Logan shrugged. “Well, Blake and Simon came by the house to see me. They seem to be taking the news okay. They apologized on their father’s behalf, and like Grant, told me they wanted to build a relationship with me. A few people have pulled my mother aside at church or in the grocery store and told her how bad they felt about Norman’s treatment of her. But that’s about it.”
“Norman hasn’t shown up to see you, has he?”
Logan nearly snorted his sip of scotch. “No. I don’t imagine that he will, either. He probably knows that if he waits long enough, people will forget or not care.”
“I know it’s disappointing for you, but it’s probably disappointing to Lydia, too. I imagine she was hoping that clip would cause an embarrassment to the family. Maddie seemed to think that she was trying to settle the score for what happened with Ivy.”
“I wasn’t surprised. I should’ve known something like this was going to happen when Grant and I saw her with her phone. It was just a matter of when, not if, she’d expose it. It was a perfect opportunity, really. How is Maddie taking all this? Lydia was her best friend, wasn’t she?”
Emmett sighed and leaned against the back counter of the bar. Crossing his arms over his chest, he said, “I don’t know. I know she was really upset Halloween night. But we broke up the next day and I haven’t spoken to her since then.”
Logan’s brows went up in surprise, his blue eyes widening and bringing to mind Maddie’s own baby blues. “That’s a shame. I thought things were going well for both of you. What happened?”
“Stupidity,” Emmett said. When he got down to the core of it, that’s what it was. “Stupidity and stubbornness. She found out I was lying to her and she didn’t take too kindly to it.”
“Why did you lie?”
Emmett thought he knew the answer, but when he went to tell Logan, it eluded him. “I don’t know. When I first came to Rosewood, I just wanted to fly under the radar. I didn’t want anyone to treat me differently.”
“Why would they? Are you a runaway prince in hiding or something?”
Emmett snorted. “No. I just used to live a different life—a lucrative one that tended to draw the wrong kind of attention from women who wanted more to do with my money than me. When I started over, I was just Emmett, the cool guy who owned the bar. Maddie made me so crazy because she reminded me of those fancy women. There was something different about her, though, a spark of someone I wanted to know better. And I wanted Maddie to want me for me. I guess I was being a chicken shit. I thought if she knew the truth, things would change between us. That she’d expect me to change.”
Logan narrowed his gaze at Emmett. “Wait a minute . . . you broke up with Maddie because you were afraid she’d find out you were rich and you’d break up?”
Emmett frowned. “It sounds stupid when you say it like that.”
“Well,” Logan said, “I can tell you from personal experience that lies don’t help anything.

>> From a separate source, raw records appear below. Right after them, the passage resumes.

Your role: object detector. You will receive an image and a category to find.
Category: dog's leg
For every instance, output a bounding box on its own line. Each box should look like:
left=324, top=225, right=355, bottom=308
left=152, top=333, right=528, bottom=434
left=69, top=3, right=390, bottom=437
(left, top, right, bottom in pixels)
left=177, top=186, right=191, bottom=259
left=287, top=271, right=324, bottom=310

You might think that keeping something from someone is bet
ter, that you’re protecting them, or yourself, but it just makes it worse. Why didn’t you just tell her the truth when she pushed you?”

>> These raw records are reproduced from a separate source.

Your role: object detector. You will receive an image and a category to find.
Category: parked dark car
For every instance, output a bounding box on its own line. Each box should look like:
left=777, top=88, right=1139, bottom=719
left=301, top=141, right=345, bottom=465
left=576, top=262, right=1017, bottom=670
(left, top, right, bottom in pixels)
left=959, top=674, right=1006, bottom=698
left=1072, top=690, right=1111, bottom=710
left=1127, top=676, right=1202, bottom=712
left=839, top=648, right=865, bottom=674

That was the question Emmett had asked himself repeatedly over the last week. He hadn’t come up with a satisfactory answer yet. “Because she made me mad. She jumped to conclusions, assuming the worst and not listening to anything I had to say. Instead of fessing up and ending the argument, I accused her of being hypocritical and greedy.”
“So, you fell on your sword instead of telling the truth, but you just spilled it to me without much provocation. Does that mean you’ve changed your mind?”
“You mean this conversation isn’t protected under lawyer-client privilege?”